After going their separate ways, the two men stayed in contact, though they wouldn’t talk again at length until more than a decade later, in a chance encounter at the City Grill restaurant in New York. The year was 1998 and Tyson, then still on probation for his rape conviction, told the director that it was while doing time, particularly in solitary confinement, that he too had come to know madness firsthand.
“Once you’ve experienced madness, it separates you in some fundamental way from everybody else who hasn’t,” says Toback. “By definition, it is almost another form of humanity, or of inhumanity. The only analogy I can make is the way some of the astronauts who have gone to the moon talk about the seismic change that took place in their perspective as a result of looking at the Earth from the moon — and I think it might be even more extreme than that.”
Toback offered Tyson a role in his next film, Black and White (1999), a multicharacter New York drama about white infatuation with black hip-hop culture. Tyson would play himself, improvising most of his dialogue and actions, including a memorable scene in which Downey, cast as the effete husband of a documentary filmmaker (Brooke Shields), comes on to Tyson at a party and ends up in a violent chokehold. It was a later scene, however, in which a hip-hop producer (played by Wu-Tang Clan’s Power) asks Tyson for advice on his planned retaliation against a duplicitous friend that made Toback realize the boxer deserved an entire film to himself. Tyson’s double-sided in-the-moment reply, first advising the younger man to murder his adversary, then immediately denying those words and cautioning against the potential legal repercussions, sealed the deal.

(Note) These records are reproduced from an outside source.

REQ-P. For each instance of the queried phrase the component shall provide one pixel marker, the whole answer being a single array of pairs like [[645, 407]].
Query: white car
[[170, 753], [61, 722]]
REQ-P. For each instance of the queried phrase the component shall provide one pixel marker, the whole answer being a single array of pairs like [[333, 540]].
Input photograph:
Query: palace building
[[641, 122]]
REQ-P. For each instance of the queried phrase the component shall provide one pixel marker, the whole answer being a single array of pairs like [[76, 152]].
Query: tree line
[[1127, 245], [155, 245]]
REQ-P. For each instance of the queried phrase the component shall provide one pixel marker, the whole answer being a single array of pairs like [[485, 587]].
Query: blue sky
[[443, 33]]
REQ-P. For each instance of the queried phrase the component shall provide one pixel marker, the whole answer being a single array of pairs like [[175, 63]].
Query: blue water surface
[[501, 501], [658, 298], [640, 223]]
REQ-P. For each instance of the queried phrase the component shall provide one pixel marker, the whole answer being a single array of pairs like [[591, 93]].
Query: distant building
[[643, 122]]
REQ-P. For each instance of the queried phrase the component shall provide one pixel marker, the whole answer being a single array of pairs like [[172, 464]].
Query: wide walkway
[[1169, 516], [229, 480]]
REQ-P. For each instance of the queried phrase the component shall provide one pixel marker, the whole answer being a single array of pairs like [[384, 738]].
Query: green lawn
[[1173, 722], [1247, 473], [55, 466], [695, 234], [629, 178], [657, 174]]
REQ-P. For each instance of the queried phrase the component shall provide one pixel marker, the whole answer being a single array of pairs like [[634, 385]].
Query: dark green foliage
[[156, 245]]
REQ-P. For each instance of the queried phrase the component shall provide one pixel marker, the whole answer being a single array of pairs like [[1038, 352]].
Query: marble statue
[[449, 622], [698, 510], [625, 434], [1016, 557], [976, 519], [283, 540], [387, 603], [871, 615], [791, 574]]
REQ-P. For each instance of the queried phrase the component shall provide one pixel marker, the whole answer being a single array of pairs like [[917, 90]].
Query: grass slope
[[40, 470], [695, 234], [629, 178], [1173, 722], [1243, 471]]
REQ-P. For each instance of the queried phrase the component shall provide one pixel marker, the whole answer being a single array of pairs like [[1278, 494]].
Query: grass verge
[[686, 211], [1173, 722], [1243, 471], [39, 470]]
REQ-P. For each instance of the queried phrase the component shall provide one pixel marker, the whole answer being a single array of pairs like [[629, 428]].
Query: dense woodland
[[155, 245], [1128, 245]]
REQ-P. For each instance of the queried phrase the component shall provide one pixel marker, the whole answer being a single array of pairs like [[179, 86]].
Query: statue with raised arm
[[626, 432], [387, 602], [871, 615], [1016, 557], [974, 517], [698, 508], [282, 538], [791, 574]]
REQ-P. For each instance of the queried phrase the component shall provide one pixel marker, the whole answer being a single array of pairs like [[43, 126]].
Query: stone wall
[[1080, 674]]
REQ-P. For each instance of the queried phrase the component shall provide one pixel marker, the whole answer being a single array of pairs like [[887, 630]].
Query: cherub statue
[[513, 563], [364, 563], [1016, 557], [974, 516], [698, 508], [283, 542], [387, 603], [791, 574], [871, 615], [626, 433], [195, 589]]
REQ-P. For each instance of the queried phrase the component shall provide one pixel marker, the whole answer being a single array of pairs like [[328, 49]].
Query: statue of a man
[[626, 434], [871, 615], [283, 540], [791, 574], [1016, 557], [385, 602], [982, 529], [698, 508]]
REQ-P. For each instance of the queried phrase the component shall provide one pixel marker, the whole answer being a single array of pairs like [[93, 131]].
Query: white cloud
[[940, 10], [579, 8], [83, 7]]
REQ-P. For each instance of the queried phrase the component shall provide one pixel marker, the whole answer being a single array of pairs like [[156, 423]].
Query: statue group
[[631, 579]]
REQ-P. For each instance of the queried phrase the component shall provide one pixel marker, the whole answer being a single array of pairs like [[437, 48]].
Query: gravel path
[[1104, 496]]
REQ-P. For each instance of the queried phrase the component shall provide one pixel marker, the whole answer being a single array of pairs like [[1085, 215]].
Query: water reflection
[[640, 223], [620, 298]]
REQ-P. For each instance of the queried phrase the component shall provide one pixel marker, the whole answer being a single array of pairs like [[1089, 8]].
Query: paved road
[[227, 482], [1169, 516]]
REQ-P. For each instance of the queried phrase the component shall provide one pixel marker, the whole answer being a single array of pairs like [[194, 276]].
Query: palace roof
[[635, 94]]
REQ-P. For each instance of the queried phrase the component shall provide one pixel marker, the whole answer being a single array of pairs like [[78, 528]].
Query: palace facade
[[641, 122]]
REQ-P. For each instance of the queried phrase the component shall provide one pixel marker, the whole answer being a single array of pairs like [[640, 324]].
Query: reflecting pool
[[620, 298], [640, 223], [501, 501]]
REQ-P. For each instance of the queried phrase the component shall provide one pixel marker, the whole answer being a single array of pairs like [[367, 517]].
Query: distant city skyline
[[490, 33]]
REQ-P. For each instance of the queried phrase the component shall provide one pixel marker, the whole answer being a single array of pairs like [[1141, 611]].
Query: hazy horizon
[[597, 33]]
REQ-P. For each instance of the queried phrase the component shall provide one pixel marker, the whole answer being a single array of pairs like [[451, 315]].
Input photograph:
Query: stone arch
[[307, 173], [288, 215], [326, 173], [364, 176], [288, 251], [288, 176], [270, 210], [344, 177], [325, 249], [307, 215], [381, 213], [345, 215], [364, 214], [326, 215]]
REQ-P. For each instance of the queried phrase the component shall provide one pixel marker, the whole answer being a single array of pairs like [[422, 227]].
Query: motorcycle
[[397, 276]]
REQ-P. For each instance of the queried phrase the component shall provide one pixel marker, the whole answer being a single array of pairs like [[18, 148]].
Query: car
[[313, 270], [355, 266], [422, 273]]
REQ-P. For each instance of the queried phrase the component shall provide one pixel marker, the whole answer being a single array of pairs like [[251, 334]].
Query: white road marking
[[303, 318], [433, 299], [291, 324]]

“I knew Mike was incapable of any guile, and that the revelatory aspects of his personality would be uninhibitedly truthful, because Mike is not capable of sticking to a script, no matter what it is,” says Toback. “He has the complexities and incompatibilities of thought and feeling that really fascinating fictional characters have. You can tell him exactly what to say, he’ll nod, and then 22 seconds later you’ll hear something that doesn’t resemble it, because it’s what he’s hearing in his head at that moment.”
At this particular moment, Tyson holds forth with a fittingly enigmatic rejoinder. “I would love to be able to lie, man, but the truth is more simple,” he says. “I’ve lied a great deal of my life. I used to always believe in telling the truth. I’ve lied on quite a few occasions, but I realize the truth will always set me free.”
Tyson went on to make a cameo appearance in Toback’s 2004 film, When Will I Be Loved, but it would be almost another decade before they embarked on their mano a mano collaboration — a delay the director chalks up to his commitments to other projects, as well as the pressing demands on Tyson’s own attention, including his 2006 arrest on DUI and narcotics-possession charges outside a Scottsdale, Arizona, nightclub. Ironically, it was both men’s desire to escape from self-destructive behavior that finally brought them together.
“After boxing, I became very bored and lethargic,” says Tyson. “I had nothing to do, and I found myself in a lot of trouble. I never planned on any other life. I always wanted to be a fighter and entertain people. When you can’t entertain people no more, it’s almost like you’re dead.”
Toback, meanwhile, was reeling from a literal death — that of his mother, Selma, which he describes as having had its own LSD-like effect. Overcome with a heightened sense of his own mortality, Toback felt “that if I didn’t make a movie quickly, I would probably get into a good deal of trouble.” He thought the time ideal to revisit the Tyson project, at which point, as if by divine intervention, Tyson’s Scottsdale arrest landed him in a Los Angeles rehab center. Says Toback: “There probably is no other place than a rehab facility which would have allowed him both mentally and physically to devote himself in this necessarily single-minded way to the movie.”
If Toback’s interest in the duality of man dates back to his 1978 debut film, Fingers, in which an aspiring New York concert pianist tickles the ivories and doles out punishment for his loan-shark father with the same two hands, Tyson’s most telling predecessor may be Jim, Toback’s published 1971 account of his months orbiting NFL superstar Jim Brown for an aborted Esquire profile. (Long out of print, the book has just been reissued by Rat Press, the newly launched imprint of film director Brett Ratner.) Subtitled The Author’s Self-Centered Memoir on the Great Jim Brown, it was born from Toback’s desire to understand (and transcend) his own feelings of racial outsiderdom as a white man who aspired to move freely in a black man’s world. But it was also an attempt to parse the complex iconography of Brown, another polarized (and polarizing) sports figure who appeared to eclipse race, so long as he remained on the gridiron and wasn’t plotting social change or thrusting himself upon white America’s virtuous wives and virginal daughters. Remarkably relevant almost 40 years later, Jim should be compulsory reading for all those who believe that the image of a hulking blue-black African-American has been stripped of its connotations of ancestral bloodlust and sexual menace simply because there is a handsome light-skinned mulatto in the White House.